Angry Reader

Comment on: Is Trump Admiral Bull Halsey of Captain Queeg?

October 4, 2016

So—you tuned in hoping to see “Bull” Halsey? I suppose that was a reasonable expectation if the following propositions were true:

       1. “Bull” Halsey was a draft dodger.

      2. “Bull” Halsey was a cheat.

  1. “Bull” Halsey was a four-flusher.
  1. “Bull” Halsey was an ignoramus.
  1. “Bull” Halsey got his information from “the shows.”

 I could go on—in fact, I could go on and on and on—but I hope you get the point. It’s that I’ve never seen this amount of self-delusion in one place at one time before. The mere act of instituting that comparison means your judgment ranks at zero, now and forever.

 Adios—

 Bob Acker

Victor Davis Hanson’s Reply:

Mr. Acker,

I wrote in the column that conservatives—not myself as you write—probably tuned into to see Trump as a Bull Halsey-like character, not as Captain Queeg of The Caine Mutiny. You do not understand the craft of allusion, metaphor, or simile. I suggested that Trump supporters probably thought he would come out in the first debate in speech and candor as aggressive and tough, in the manner that Admiral William “Bull” Halsey often employed tough rhetoric in World War II. Instead, I suggested that Trump’s confused debate performance reminded one of the neurotic fictional character Captain Queeg of the classic movie The Caine Mutiny, who melted down in courtroom rants about the trivial.

You strangely object to that narrow comparison because you seem to think that the life Trump has lived does not match the heroism of Halsey. True, but my limited comparison was to the impulsive Halsey’s combative language, not inclusive relative morality. According to your simplistic logic, Trump commensurately also could not be compared to the neurotic Queeg because Queeg never existed—he was first a fictional and later a cinematic character.

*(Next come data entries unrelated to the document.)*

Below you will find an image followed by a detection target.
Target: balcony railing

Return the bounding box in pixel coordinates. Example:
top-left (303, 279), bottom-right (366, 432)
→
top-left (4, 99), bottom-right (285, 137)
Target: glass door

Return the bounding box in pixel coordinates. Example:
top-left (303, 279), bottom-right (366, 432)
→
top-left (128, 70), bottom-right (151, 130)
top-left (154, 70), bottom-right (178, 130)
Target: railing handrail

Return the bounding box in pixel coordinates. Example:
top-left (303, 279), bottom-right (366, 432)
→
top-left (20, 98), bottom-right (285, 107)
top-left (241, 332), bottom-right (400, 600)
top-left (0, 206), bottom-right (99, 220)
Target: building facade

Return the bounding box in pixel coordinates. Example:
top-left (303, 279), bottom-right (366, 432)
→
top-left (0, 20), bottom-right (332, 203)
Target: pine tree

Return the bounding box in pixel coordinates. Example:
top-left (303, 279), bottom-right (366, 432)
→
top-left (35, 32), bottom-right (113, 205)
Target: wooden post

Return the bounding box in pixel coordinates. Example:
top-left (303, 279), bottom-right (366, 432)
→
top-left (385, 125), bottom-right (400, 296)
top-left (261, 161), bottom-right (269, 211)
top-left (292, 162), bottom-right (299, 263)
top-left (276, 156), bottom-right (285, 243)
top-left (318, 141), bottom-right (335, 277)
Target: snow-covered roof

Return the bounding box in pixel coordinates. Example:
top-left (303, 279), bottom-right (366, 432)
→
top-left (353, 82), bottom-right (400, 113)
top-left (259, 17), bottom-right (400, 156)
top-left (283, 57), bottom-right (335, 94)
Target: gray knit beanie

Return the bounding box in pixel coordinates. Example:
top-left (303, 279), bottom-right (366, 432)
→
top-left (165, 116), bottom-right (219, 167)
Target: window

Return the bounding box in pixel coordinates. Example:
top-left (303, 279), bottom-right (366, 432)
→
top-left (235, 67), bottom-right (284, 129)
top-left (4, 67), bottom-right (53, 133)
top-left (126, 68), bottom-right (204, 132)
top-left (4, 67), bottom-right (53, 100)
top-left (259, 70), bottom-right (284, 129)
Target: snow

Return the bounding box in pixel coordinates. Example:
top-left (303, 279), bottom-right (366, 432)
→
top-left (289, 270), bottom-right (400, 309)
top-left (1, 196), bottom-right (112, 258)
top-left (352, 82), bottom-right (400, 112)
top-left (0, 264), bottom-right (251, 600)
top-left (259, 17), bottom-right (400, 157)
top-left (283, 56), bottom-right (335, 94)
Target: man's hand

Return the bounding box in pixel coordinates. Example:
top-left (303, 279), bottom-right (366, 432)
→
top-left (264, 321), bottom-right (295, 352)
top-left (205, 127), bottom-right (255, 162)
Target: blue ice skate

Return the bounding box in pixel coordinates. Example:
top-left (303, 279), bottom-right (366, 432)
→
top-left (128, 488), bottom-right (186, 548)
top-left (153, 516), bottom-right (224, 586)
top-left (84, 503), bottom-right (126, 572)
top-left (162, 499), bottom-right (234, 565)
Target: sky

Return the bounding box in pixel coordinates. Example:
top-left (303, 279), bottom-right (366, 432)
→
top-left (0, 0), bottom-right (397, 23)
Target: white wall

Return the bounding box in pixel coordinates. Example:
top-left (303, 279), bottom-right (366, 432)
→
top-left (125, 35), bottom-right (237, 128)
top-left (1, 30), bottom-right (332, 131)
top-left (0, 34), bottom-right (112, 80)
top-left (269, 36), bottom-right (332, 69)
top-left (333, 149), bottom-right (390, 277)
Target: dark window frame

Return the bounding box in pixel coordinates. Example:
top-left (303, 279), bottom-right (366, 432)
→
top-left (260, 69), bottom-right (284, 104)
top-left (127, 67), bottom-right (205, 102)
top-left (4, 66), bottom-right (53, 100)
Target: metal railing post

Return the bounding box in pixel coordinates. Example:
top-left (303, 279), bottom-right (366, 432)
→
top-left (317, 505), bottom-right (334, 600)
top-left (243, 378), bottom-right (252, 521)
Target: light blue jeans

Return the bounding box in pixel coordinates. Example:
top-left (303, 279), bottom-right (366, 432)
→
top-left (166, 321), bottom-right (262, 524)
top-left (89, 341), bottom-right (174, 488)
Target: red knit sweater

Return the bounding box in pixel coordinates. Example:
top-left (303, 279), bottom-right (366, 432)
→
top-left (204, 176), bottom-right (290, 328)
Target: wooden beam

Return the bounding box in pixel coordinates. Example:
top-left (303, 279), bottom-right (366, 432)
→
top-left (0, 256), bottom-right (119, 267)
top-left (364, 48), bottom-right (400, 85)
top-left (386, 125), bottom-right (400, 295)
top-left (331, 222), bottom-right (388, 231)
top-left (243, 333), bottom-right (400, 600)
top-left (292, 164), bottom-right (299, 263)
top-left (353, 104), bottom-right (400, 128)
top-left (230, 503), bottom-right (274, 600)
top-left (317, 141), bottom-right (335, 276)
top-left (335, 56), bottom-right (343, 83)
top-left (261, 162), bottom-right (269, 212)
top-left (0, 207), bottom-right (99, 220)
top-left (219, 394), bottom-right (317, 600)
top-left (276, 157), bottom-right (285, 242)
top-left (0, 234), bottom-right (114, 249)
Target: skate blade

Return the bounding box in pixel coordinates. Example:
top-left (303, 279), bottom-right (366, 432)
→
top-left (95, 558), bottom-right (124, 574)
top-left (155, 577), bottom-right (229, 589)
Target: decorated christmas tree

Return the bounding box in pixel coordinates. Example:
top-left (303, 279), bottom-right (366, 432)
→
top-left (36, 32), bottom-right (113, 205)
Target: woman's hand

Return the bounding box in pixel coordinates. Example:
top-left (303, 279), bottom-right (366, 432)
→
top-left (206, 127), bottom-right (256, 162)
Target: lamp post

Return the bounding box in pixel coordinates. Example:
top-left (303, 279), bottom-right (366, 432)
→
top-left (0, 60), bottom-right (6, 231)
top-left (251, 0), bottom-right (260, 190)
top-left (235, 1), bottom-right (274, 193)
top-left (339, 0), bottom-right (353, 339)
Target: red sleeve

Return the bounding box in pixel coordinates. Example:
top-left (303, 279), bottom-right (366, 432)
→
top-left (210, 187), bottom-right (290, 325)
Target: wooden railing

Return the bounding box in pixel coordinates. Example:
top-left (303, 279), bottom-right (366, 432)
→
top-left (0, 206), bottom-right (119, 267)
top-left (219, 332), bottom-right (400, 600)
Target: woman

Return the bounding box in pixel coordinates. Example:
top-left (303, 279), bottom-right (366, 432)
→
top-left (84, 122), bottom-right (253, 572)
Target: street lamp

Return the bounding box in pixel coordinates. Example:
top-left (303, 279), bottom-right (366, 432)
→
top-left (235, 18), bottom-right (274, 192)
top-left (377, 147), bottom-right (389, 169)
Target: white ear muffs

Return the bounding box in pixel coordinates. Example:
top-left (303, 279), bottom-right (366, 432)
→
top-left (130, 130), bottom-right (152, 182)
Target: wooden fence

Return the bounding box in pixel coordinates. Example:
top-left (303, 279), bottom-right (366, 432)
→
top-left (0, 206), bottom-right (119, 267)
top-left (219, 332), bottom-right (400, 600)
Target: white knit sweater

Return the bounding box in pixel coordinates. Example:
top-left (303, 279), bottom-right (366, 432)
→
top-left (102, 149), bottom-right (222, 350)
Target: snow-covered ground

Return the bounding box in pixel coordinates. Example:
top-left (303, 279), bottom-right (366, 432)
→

So I am also not allowed to note the comparison between Trump and Queeg because it would be unfair to the non-person Queeg: the phantom of literature and film whose made-up life might not have been akin to Trump, the “four-flusher”?

The arrogance and puerility of your angry letter (“It’s that I’ve never seen this amount of self-delusion in one place at one time before. The mere act of instituting that comparison means your judgment ranks at zero, now and forever.”) only add to your utter confusion about comparisons to limited rhetorical characteristics of real and fictional characters.

Finally, if I were to say on occasion that Mitt Romney was Kennedyesque, in some of his better rhetorical moments, would the blinkered Acker then object that the comparison between the morally upright Romney and the dissolute and often abhorrent sexual practices of John F. Kennedy made the narrow rhetorical allusion unfair to Romney?

In sum, the angry letter is utterly incoherent, reminding us that ignorance and arrogance are a lethal combination.